Closer to home, Douglas has also taken trips to Belgium, the Netherlands, Germany, Switzerland and Sweden — anywhere the marketing department feel he might be usefully deployed in getting his message across to the industry and to the enthusiasts who know just as much about the usige beatha.
"These are the guys who spread the word for you and that’s we way we have got to do things because we haven’t got a massive marketing budget," Douglas added.
The strategy is paying off and the distillery sells 2.5 million litres of whisky a year, though Douglas points out that in the past it used to make as much as 13 million litres each year. However, in those days it all went into blended whisky, meaning that few people knew of Tomatin.
The difference today, post-liquidation, is that Tomatin now concentrates on producing its own malts.
"If you have a blended bottled, there are 30 different kinds of whisky in it. With malted it’s just one and that becomes the story," Douglas said.
"Tomatin is a very palatable, easy drinking whisky. The water comes off the Monadhliath Mountains and runs over the peat so the water is soft and can be a bit brown."
Tomatin no longer has its own maltings and has bought in malted barley for over 40 years.
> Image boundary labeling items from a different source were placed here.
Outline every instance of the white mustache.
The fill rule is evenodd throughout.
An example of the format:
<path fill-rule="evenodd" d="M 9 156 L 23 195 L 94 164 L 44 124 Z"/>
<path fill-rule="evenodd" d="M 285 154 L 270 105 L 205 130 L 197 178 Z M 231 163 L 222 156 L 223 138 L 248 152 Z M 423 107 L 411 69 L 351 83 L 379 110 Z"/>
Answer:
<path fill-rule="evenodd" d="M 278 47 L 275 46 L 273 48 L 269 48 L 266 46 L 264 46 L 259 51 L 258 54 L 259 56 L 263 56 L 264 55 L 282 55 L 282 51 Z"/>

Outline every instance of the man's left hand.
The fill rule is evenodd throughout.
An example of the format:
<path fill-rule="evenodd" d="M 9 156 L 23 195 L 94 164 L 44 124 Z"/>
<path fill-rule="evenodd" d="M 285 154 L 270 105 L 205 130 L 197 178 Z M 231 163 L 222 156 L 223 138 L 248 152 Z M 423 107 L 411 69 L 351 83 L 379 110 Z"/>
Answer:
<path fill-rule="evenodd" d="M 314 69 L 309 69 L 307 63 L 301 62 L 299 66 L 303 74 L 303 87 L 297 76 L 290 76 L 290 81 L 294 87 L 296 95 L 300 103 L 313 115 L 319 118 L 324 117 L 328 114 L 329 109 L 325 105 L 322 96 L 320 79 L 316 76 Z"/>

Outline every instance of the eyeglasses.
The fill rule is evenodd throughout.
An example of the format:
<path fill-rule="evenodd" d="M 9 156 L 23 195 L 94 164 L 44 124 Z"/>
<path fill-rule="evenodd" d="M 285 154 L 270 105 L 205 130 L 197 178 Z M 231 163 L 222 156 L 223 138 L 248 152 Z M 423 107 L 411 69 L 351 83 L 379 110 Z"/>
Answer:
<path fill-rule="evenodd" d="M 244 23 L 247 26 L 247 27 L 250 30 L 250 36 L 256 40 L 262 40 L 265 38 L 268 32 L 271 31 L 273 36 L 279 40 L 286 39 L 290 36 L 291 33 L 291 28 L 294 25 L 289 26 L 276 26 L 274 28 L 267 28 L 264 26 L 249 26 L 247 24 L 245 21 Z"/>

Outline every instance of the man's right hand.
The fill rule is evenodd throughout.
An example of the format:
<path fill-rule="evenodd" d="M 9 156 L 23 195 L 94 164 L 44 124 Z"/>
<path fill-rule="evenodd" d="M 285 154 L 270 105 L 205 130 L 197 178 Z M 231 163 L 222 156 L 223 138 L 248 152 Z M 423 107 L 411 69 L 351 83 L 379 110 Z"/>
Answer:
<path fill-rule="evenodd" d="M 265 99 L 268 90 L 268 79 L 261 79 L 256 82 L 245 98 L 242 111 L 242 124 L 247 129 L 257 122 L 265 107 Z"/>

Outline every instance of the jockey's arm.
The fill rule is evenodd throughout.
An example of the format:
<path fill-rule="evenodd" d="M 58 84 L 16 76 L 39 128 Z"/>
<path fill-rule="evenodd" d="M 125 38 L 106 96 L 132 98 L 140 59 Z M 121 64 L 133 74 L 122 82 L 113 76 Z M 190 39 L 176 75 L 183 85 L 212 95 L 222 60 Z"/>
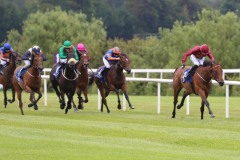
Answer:
<path fill-rule="evenodd" d="M 47 60 L 47 56 L 44 53 L 42 53 L 42 52 L 41 52 L 41 54 L 42 54 L 43 61 L 46 61 Z"/>
<path fill-rule="evenodd" d="M 213 63 L 215 63 L 215 58 L 214 58 L 213 54 L 210 51 L 208 52 L 207 56 Z"/>
<path fill-rule="evenodd" d="M 9 60 L 8 58 L 3 57 L 3 52 L 0 52 L 0 59 L 3 60 L 3 61 L 8 61 Z"/>
<path fill-rule="evenodd" d="M 26 53 L 24 53 L 24 55 L 22 56 L 22 60 L 29 60 L 29 58 L 31 56 L 31 52 L 27 51 Z"/>
<path fill-rule="evenodd" d="M 120 60 L 120 58 L 119 58 L 119 57 L 112 57 L 112 56 L 111 56 L 111 54 L 108 54 L 108 55 L 107 55 L 107 59 L 108 59 L 109 61 L 116 61 L 116 60 Z"/>

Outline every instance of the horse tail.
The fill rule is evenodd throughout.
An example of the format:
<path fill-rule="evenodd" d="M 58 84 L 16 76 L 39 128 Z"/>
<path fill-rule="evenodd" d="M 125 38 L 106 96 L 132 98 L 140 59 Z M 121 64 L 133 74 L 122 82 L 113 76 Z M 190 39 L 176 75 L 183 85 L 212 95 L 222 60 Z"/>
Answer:
<path fill-rule="evenodd" d="M 175 75 L 175 73 L 176 73 L 177 70 L 178 70 L 178 68 L 176 68 L 175 71 L 173 72 L 173 77 L 174 77 L 174 75 Z"/>
<path fill-rule="evenodd" d="M 88 73 L 88 87 L 91 87 L 94 81 L 94 73 L 90 72 Z"/>

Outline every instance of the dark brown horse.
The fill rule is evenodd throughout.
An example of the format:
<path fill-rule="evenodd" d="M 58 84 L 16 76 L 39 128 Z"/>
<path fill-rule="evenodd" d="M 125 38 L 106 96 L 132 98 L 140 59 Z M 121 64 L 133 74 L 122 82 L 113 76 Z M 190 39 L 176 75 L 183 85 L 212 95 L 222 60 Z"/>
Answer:
<path fill-rule="evenodd" d="M 13 76 L 13 86 L 15 88 L 15 91 L 17 92 L 17 97 L 19 101 L 19 108 L 21 110 L 22 115 L 23 113 L 23 103 L 22 103 L 22 91 L 25 90 L 27 93 L 30 93 L 30 101 L 31 103 L 28 104 L 28 107 L 34 106 L 35 110 L 38 110 L 37 102 L 42 97 L 41 92 L 41 82 L 42 78 L 40 73 L 43 70 L 43 57 L 42 53 L 35 54 L 33 52 L 32 54 L 32 63 L 30 68 L 27 70 L 27 72 L 23 75 L 22 82 L 18 81 L 17 78 L 17 72 L 21 69 L 20 67 L 16 68 L 14 71 Z M 22 83 L 22 84 L 21 84 Z M 34 93 L 38 94 L 38 98 L 35 99 Z"/>
<path fill-rule="evenodd" d="M 210 108 L 209 102 L 207 101 L 207 97 L 209 95 L 211 86 L 212 86 L 212 79 L 216 80 L 220 86 L 224 85 L 223 80 L 223 71 L 222 67 L 219 64 L 212 64 L 208 63 L 204 66 L 199 66 L 195 72 L 195 74 L 192 77 L 192 82 L 182 82 L 182 74 L 186 69 L 189 69 L 190 67 L 177 68 L 173 75 L 173 89 L 174 89 L 174 108 L 172 112 L 172 118 L 175 118 L 176 115 L 176 105 L 178 102 L 178 94 L 181 91 L 182 88 L 185 89 L 183 93 L 183 97 L 181 100 L 181 103 L 178 104 L 177 108 L 180 109 L 183 104 L 185 98 L 194 93 L 201 97 L 201 119 L 203 119 L 203 113 L 204 113 L 204 105 L 207 106 L 210 117 L 214 118 L 214 114 Z"/>
<path fill-rule="evenodd" d="M 65 109 L 65 114 L 67 114 L 68 110 L 72 108 L 71 103 L 73 101 L 73 96 L 76 91 L 77 78 L 78 78 L 78 74 L 75 71 L 77 62 L 75 60 L 74 53 L 68 53 L 67 60 L 68 60 L 67 64 L 65 68 L 63 68 L 62 74 L 60 75 L 59 79 L 57 79 L 53 75 L 56 69 L 56 65 L 53 66 L 50 72 L 50 81 L 52 83 L 53 89 L 55 90 L 58 96 L 61 109 L 64 109 L 66 106 L 64 96 L 65 94 L 67 95 L 68 101 L 67 101 L 67 107 Z M 76 108 L 76 106 L 74 106 L 74 108 Z"/>
<path fill-rule="evenodd" d="M 106 73 L 106 83 L 102 82 L 97 77 L 94 77 L 94 81 L 97 84 L 97 87 L 102 96 L 101 112 L 103 112 L 103 104 L 104 104 L 107 108 L 107 112 L 110 113 L 110 110 L 107 105 L 107 100 L 106 100 L 106 97 L 109 95 L 110 91 L 116 92 L 118 97 L 118 109 L 121 109 L 121 103 L 119 98 L 120 89 L 123 91 L 123 94 L 126 100 L 128 101 L 129 107 L 131 109 L 134 109 L 134 107 L 129 101 L 129 97 L 127 94 L 126 77 L 123 73 L 123 70 L 125 70 L 128 74 L 131 72 L 130 61 L 127 55 L 124 53 L 121 53 L 119 56 L 120 56 L 120 60 L 114 65 L 112 65 L 109 71 Z M 89 81 L 92 81 L 92 78 L 90 78 Z M 89 85 L 91 85 L 91 83 L 92 82 L 89 82 Z"/>
<path fill-rule="evenodd" d="M 9 64 L 4 68 L 3 74 L 0 75 L 0 84 L 3 85 L 4 106 L 7 107 L 7 102 L 13 103 L 15 101 L 15 90 L 12 85 L 13 72 L 17 64 L 21 63 L 21 57 L 17 52 L 9 54 Z M 12 89 L 12 99 L 7 99 L 7 90 Z"/>
<path fill-rule="evenodd" d="M 81 59 L 77 65 L 77 70 L 81 73 L 81 75 L 77 79 L 77 95 L 78 95 L 78 109 L 83 109 L 83 102 L 88 102 L 88 64 L 90 57 L 88 53 L 83 53 L 80 55 Z M 81 94 L 84 94 L 84 98 L 82 98 Z M 75 105 L 74 105 L 75 106 Z"/>

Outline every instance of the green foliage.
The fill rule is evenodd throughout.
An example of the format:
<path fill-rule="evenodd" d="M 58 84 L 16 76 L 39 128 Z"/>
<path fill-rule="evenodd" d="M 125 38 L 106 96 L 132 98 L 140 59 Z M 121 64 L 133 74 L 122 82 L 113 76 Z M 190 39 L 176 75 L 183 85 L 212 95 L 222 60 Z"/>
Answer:
<path fill-rule="evenodd" d="M 99 48 L 106 41 L 101 20 L 92 18 L 88 21 L 83 13 L 65 12 L 59 7 L 29 15 L 22 30 L 22 34 L 16 30 L 10 31 L 9 42 L 18 46 L 22 53 L 33 45 L 39 45 L 49 59 L 45 67 L 51 67 L 53 53 L 58 52 L 65 40 L 70 40 L 74 45 L 84 42 L 92 57 L 98 57 Z M 93 63 L 96 60 L 92 59 Z"/>
<path fill-rule="evenodd" d="M 159 30 L 162 50 L 171 57 L 167 67 L 181 65 L 183 53 L 194 45 L 208 44 L 216 61 L 223 62 L 223 68 L 238 68 L 240 23 L 237 15 L 231 12 L 221 15 L 219 11 L 204 9 L 198 16 L 196 23 L 183 25 L 177 21 L 172 30 Z M 188 64 L 191 65 L 189 61 Z"/>

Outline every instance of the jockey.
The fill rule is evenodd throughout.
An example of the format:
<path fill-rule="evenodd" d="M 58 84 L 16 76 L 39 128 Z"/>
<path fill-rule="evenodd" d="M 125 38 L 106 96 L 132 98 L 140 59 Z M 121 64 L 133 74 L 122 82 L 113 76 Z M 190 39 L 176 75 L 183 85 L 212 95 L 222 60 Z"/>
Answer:
<path fill-rule="evenodd" d="M 59 63 L 57 63 L 56 71 L 53 74 L 55 77 L 58 77 L 59 72 L 65 67 L 67 63 L 67 55 L 68 53 L 70 53 L 70 51 L 75 54 L 75 60 L 79 61 L 76 48 L 72 45 L 70 41 L 66 40 L 63 43 L 63 46 L 59 49 Z"/>
<path fill-rule="evenodd" d="M 13 52 L 13 48 L 9 43 L 5 43 L 0 48 L 0 75 L 3 74 L 2 70 L 4 66 L 9 62 L 9 53 Z"/>
<path fill-rule="evenodd" d="M 190 56 L 190 59 L 194 65 L 192 66 L 190 71 L 186 75 L 184 75 L 183 78 L 187 78 L 190 74 L 193 75 L 197 67 L 199 65 L 203 65 L 205 56 L 208 56 L 212 63 L 215 63 L 215 59 L 206 44 L 203 44 L 201 46 L 194 46 L 189 51 L 184 53 L 182 57 L 182 68 L 185 67 L 185 63 L 188 56 Z"/>
<path fill-rule="evenodd" d="M 78 43 L 76 46 L 76 49 L 77 49 L 77 54 L 79 56 L 79 60 L 81 58 L 81 54 L 88 53 L 88 50 L 83 43 Z"/>
<path fill-rule="evenodd" d="M 32 48 L 29 48 L 22 56 L 22 60 L 24 61 L 25 65 L 23 66 L 23 69 L 21 70 L 20 75 L 22 74 L 24 69 L 27 69 L 31 66 L 31 60 L 32 60 L 32 54 L 35 53 L 37 55 L 41 54 L 42 51 L 39 46 L 33 46 Z M 43 61 L 46 61 L 47 58 L 44 54 L 42 54 Z"/>
<path fill-rule="evenodd" d="M 121 51 L 118 47 L 111 48 L 105 53 L 103 56 L 103 63 L 105 67 L 98 72 L 97 76 L 99 78 L 102 78 L 103 73 L 107 72 L 111 65 L 117 63 L 120 60 L 120 53 Z"/>

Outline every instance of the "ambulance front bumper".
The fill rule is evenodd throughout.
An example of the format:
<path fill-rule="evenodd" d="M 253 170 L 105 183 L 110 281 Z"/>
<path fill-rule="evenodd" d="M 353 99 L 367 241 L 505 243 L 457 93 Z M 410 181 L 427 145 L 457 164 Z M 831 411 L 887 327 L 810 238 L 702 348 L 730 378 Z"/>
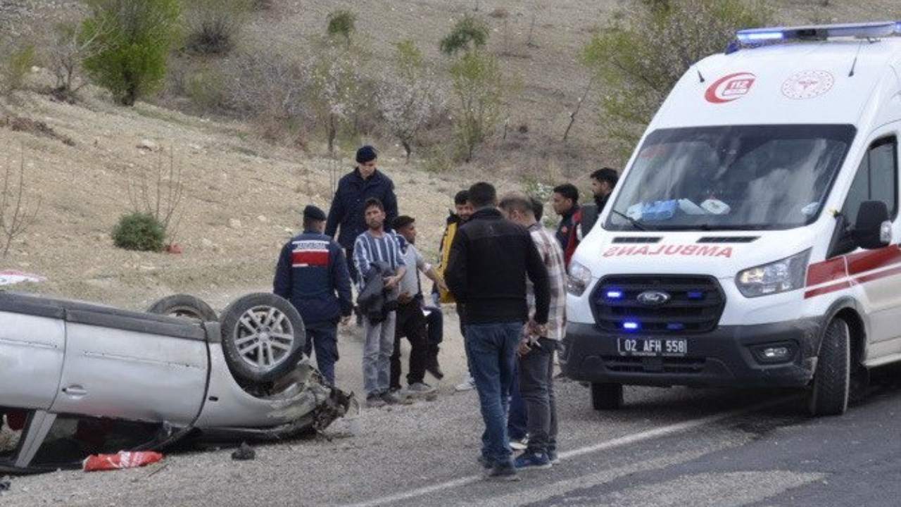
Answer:
<path fill-rule="evenodd" d="M 722 326 L 703 334 L 642 336 L 569 323 L 560 352 L 564 374 L 582 382 L 633 385 L 798 387 L 816 367 L 819 319 Z M 624 340 L 631 340 L 626 345 Z M 641 350 L 644 345 L 650 352 Z M 636 348 L 634 351 L 625 350 Z M 655 346 L 663 346 L 658 349 Z M 684 347 L 684 348 L 683 348 Z M 670 352 L 667 352 L 668 348 Z M 774 352 L 783 353 L 776 355 Z"/>

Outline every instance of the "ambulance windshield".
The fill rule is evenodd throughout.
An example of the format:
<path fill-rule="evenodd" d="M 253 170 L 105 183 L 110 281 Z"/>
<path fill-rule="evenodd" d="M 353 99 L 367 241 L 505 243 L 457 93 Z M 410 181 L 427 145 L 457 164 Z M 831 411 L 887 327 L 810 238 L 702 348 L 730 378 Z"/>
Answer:
<path fill-rule="evenodd" d="M 819 217 L 852 125 L 742 125 L 651 133 L 605 227 L 789 229 Z"/>

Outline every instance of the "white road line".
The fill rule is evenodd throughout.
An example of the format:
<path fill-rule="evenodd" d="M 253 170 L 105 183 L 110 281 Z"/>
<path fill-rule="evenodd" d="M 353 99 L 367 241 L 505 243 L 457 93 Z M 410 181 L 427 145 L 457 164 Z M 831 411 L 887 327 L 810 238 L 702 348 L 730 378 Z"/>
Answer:
<path fill-rule="evenodd" d="M 670 424 L 669 426 L 664 426 L 655 429 L 649 429 L 647 431 L 642 431 L 641 433 L 636 433 L 634 435 L 629 435 L 628 437 L 621 437 L 619 438 L 614 438 L 613 440 L 607 440 L 605 442 L 601 442 L 594 446 L 587 446 L 585 447 L 579 447 L 578 449 L 572 449 L 569 451 L 561 452 L 560 453 L 560 458 L 568 459 L 586 454 L 595 453 L 597 451 L 611 449 L 614 447 L 620 447 L 623 446 L 628 446 L 638 442 L 643 442 L 645 440 L 651 440 L 653 438 L 659 438 L 660 437 L 667 437 L 669 435 L 673 435 L 675 433 L 681 433 L 683 431 L 687 431 L 688 429 L 692 429 L 699 426 L 705 426 L 708 424 L 713 424 L 714 422 L 721 421 L 723 419 L 738 417 L 750 412 L 762 410 L 764 409 L 778 405 L 779 403 L 784 403 L 796 397 L 787 396 L 777 400 L 771 400 L 769 401 L 766 401 L 763 403 L 758 403 L 757 405 L 752 405 L 751 407 L 746 407 L 744 409 L 732 410 L 730 412 L 724 412 L 721 414 L 714 414 L 701 419 L 689 419 L 676 424 Z M 471 484 L 473 483 L 478 483 L 483 480 L 485 480 L 485 476 L 482 475 L 467 475 L 465 477 L 460 477 L 459 479 L 454 479 L 452 481 L 447 481 L 445 483 L 441 483 L 438 484 L 432 484 L 431 486 L 416 488 L 414 490 L 398 493 L 388 496 L 383 496 L 381 498 L 376 498 L 373 500 L 369 500 L 368 502 L 363 502 L 361 503 L 349 504 L 347 505 L 347 507 L 376 507 L 377 505 L 387 505 L 389 503 L 394 503 L 396 502 L 403 502 L 405 500 L 410 500 L 419 496 L 424 496 L 426 494 L 430 494 L 446 489 L 465 486 L 467 484 Z"/>

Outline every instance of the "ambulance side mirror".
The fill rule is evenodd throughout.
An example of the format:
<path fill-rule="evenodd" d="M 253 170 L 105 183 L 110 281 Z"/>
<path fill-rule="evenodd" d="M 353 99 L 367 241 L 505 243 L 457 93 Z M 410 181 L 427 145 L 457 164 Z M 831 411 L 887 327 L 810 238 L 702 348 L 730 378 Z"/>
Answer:
<path fill-rule="evenodd" d="M 852 234 L 860 248 L 875 250 L 891 244 L 892 222 L 886 203 L 878 200 L 861 202 Z"/>

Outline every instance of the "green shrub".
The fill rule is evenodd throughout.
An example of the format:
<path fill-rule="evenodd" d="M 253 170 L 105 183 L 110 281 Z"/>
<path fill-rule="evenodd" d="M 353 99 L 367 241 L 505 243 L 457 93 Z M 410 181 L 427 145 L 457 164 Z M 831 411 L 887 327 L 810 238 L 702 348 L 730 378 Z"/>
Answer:
<path fill-rule="evenodd" d="M 357 14 L 345 9 L 339 9 L 329 13 L 329 24 L 326 32 L 329 35 L 341 36 L 347 43 L 350 43 L 350 35 L 357 29 Z"/>
<path fill-rule="evenodd" d="M 82 38 L 103 48 L 85 69 L 124 106 L 155 91 L 166 77 L 169 48 L 178 36 L 178 0 L 90 0 Z"/>
<path fill-rule="evenodd" d="M 0 47 L 0 92 L 9 93 L 22 88 L 25 76 L 34 65 L 34 45 Z"/>
<path fill-rule="evenodd" d="M 125 250 L 159 252 L 165 239 L 165 227 L 149 213 L 135 211 L 123 215 L 113 229 L 113 242 Z"/>
<path fill-rule="evenodd" d="M 468 51 L 484 46 L 488 41 L 488 25 L 482 20 L 466 14 L 454 24 L 441 41 L 441 52 L 447 55 L 454 55 L 460 51 Z M 469 43 L 472 47 L 469 47 Z"/>

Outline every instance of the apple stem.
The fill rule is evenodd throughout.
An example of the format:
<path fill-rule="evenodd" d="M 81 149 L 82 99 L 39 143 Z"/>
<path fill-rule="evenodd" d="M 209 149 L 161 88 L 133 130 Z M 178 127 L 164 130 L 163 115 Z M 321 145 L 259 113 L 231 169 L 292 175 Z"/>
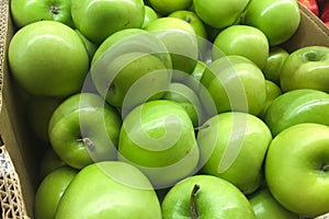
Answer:
<path fill-rule="evenodd" d="M 197 209 L 196 209 L 196 204 L 195 204 L 195 196 L 197 191 L 200 189 L 200 185 L 195 184 L 192 193 L 191 193 L 191 205 L 190 205 L 190 216 L 191 219 L 197 219 L 198 218 L 198 214 L 197 214 Z"/>
<path fill-rule="evenodd" d="M 90 151 L 94 151 L 95 147 L 89 138 L 78 139 L 78 141 L 83 142 Z"/>
<path fill-rule="evenodd" d="M 200 129 L 207 128 L 207 127 L 209 127 L 209 124 L 206 123 L 206 124 L 203 124 L 202 126 L 195 127 L 194 130 L 200 130 Z"/>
However, despite the views of other distilleries, Douglas does not believe this has a great impact on the whisky’s flavour. More important, he believes, are the water and the stills — each distillery uses its own unique design — while the greatest changes take place as part of the maturing process.
However, outside his work duties, Douglas is no whisky geek.
Only very occasionally will he have a glass at home, preferring wine or beer, though if he gets a spare moment at a whisky fair, he will try and sample some of the opposition.
However, his expertise when it comes to Tomatin’s own produce has been pressed into service to produce a special whisky marking his own length of service at the distillery.
Called Decades, it is a blend of five whiskies each drawn from a decade of Douglas’s service at Tomatin — 1967, 1976, 1984, 1990 and 2005.
Produced in a limited run of 9000 bottles, what Douglas regards as a nice tribute to his time at Tomatin is also regarded by connoisseurs as a very nice whisky and is selling well since its release in June.
Perhaps well enough to merit a sequel?
"I’m on my next decade now," he pointed out with a smile, "but I don’t think I’ll do another one."